Why Teddy Roosevelt Rocks My Socks

I know this topic is of a slightly different bent than what you usually read here, but I was doing a little research on the Spanish-American War for work today and Paul Johnson, as he usually does, gave me a few moments of great delight. Although Johnson's A History of the American People was introduced to me in college, many of his character sketches of great leaders and figures from America's past are so brilliant, lively and comical that my little seventh graders were often inspired to numerous fits of hilarity and artistic recreations by the personages described. Enter Teddy Roosevelt.

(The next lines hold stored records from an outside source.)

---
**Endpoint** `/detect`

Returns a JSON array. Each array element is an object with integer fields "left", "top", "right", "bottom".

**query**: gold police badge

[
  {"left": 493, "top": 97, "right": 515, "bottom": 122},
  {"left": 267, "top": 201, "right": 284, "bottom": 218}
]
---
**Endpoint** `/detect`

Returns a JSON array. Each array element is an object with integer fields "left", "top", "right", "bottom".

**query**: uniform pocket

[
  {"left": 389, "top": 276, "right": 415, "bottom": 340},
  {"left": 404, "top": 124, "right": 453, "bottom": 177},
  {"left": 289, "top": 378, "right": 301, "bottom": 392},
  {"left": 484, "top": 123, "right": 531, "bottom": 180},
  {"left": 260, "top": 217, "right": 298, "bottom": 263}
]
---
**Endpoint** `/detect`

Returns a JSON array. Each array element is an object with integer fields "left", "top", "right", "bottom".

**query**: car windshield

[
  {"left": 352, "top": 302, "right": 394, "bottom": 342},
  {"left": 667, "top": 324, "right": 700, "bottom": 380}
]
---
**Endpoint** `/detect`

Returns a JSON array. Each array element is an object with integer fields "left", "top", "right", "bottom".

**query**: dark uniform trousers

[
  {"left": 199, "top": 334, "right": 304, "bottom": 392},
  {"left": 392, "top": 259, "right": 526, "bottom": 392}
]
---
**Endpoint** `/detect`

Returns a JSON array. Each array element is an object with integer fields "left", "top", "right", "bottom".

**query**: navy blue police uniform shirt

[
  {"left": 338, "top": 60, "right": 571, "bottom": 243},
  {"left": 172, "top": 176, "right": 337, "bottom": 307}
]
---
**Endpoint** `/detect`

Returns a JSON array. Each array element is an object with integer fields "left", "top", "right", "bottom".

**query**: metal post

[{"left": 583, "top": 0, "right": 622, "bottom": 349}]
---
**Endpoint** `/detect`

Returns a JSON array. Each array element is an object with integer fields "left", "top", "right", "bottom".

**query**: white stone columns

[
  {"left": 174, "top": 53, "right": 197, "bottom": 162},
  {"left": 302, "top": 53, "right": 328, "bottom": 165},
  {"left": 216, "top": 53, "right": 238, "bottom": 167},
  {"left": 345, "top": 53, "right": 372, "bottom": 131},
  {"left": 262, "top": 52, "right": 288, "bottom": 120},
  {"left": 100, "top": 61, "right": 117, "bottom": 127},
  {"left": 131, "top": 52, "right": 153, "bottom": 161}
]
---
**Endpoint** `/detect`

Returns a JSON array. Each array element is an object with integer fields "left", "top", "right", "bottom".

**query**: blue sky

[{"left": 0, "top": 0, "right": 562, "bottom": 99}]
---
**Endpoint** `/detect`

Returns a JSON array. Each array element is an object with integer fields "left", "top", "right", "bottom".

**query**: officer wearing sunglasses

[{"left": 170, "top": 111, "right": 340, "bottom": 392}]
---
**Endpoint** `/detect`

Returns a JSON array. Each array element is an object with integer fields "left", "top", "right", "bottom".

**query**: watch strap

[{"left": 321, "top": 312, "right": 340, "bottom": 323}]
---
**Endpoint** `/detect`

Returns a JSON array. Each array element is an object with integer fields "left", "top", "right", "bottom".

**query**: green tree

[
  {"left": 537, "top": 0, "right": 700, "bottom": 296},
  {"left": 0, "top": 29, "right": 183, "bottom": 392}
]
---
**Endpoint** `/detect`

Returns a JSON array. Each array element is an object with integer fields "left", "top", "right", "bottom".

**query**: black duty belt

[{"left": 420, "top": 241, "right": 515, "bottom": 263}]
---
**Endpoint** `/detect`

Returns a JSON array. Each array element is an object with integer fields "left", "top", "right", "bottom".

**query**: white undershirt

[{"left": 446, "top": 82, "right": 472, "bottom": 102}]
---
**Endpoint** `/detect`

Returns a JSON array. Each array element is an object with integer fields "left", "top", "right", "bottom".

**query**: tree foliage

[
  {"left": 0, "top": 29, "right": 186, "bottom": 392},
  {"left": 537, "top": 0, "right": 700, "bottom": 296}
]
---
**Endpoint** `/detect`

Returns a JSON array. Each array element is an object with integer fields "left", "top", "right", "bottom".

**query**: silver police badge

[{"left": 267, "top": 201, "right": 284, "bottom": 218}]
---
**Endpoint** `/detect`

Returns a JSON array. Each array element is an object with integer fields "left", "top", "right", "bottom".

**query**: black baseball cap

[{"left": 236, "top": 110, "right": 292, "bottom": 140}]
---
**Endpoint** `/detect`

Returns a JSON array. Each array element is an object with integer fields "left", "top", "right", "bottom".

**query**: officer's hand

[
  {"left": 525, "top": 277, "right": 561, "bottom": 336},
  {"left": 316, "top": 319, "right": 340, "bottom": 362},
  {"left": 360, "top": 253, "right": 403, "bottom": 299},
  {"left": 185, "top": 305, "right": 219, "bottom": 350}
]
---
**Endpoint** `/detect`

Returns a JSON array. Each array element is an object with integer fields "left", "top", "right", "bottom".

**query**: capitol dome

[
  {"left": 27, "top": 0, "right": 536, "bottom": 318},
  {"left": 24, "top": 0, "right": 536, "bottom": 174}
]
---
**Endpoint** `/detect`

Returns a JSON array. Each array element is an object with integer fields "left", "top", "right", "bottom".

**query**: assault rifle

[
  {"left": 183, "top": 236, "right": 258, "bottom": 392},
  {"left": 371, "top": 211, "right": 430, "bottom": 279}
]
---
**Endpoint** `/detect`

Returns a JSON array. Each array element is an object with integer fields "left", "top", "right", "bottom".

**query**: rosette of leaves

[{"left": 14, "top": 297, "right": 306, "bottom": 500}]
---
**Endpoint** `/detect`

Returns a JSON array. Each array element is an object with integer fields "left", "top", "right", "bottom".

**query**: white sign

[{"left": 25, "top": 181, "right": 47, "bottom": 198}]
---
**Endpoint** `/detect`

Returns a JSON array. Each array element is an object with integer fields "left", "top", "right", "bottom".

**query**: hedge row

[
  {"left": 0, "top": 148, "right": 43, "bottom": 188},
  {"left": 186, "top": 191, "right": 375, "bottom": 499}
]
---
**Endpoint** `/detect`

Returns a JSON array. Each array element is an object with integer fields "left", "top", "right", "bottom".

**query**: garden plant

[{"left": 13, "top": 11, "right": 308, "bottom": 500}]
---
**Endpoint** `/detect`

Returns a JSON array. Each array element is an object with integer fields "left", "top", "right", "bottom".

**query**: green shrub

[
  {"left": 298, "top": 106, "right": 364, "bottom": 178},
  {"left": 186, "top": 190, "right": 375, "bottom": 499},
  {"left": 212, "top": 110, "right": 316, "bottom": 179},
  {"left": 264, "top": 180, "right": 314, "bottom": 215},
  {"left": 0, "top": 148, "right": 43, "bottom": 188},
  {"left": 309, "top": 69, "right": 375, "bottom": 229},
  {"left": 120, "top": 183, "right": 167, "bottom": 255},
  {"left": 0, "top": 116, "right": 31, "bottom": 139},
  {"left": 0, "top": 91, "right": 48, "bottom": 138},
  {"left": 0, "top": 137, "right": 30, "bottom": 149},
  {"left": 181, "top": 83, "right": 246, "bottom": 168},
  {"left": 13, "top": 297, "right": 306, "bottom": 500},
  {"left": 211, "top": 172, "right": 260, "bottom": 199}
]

It was his object to overcome his physical debility by pushing himself to the limit of his resources: he wrote a letter home boasting, 'I have just come in from spending thirteen hours in the saddle.' There were still a few buffalo and Sioux Indians around and the frontier was not yet 'closed' in the Jackson Turner sense. There was, now and always, a touch of Hemingway literary-machismo about TR and a longing to play John Wayne roles. . . . He wrote home: 'I wear a sombrero, silk neckerchief, fringed buckskin shirt, sealskin chaparajos or riding trousers, alligator hide boots, and with my pearl-hilted revolvers and beautifully finished Winchester rifle, I shall be able to face anything.' His silver-mounted Bowie knife came from Tiffany's, as did his silver belt-buckle with a bear's head and his initialed silver spurs. He duly shot his grizzly -- 'The bullet hole in his skull was as exactly between his eyes as if I had measured the distance with a carpenter's rule.' He said to a local bully called Paddock, who threatened to hound him off his range: 'I understand you have threatened to kill me on sight. I have come over to see when you want to begin the killing and to let you know that if you have anything to say against me, now is the time to say it.' . . . He summed up his philosophy in a Fourth of July oration:
Like all Americans, I like big things: big prairies, big forests and mountains, big wheat fields, railroads -- and herds of cattle too -- big factories and steamboats and everything else. But we must keep steadily in mind that no people were ever yet benefited by riches if their prosperity corrupted their virtue. It is more important that we should show ourselves honest, brave, truthful, and intelligent than that we should own all the railways and grain elevators in the world. We have fallen heirs to the most glorious heritage a people ever received and each of us must do his part if we wish to show that this nation is worthy of its good fortune.
There can be no doubt that TR believed every word of these sentiments and did his best to live up to them. He was exactly the same kind of romantic-intellectual-man-of-action-writer-professional-politician as his younger contemporary, Winston Churchill. The two did not like each other, having so much in common, and being so competitive; and TR criticized Churchill severely because 'he does not stand up when ladies come into the room' (such things mattered in those days). A History of the American People, 616-617, emphasis added.



  1. I like TR's style, though not his politics so much. If you have the time and the interest, I'd be interested to hear what you think of these criticisms:

    I will also say that like it's cool that in the TV show "Blue Bloods," Tom Selleck has a picture of TR in his office. Both big guys with big mustaches

    1. I just saw this comment; thanks for the link, Anonymous!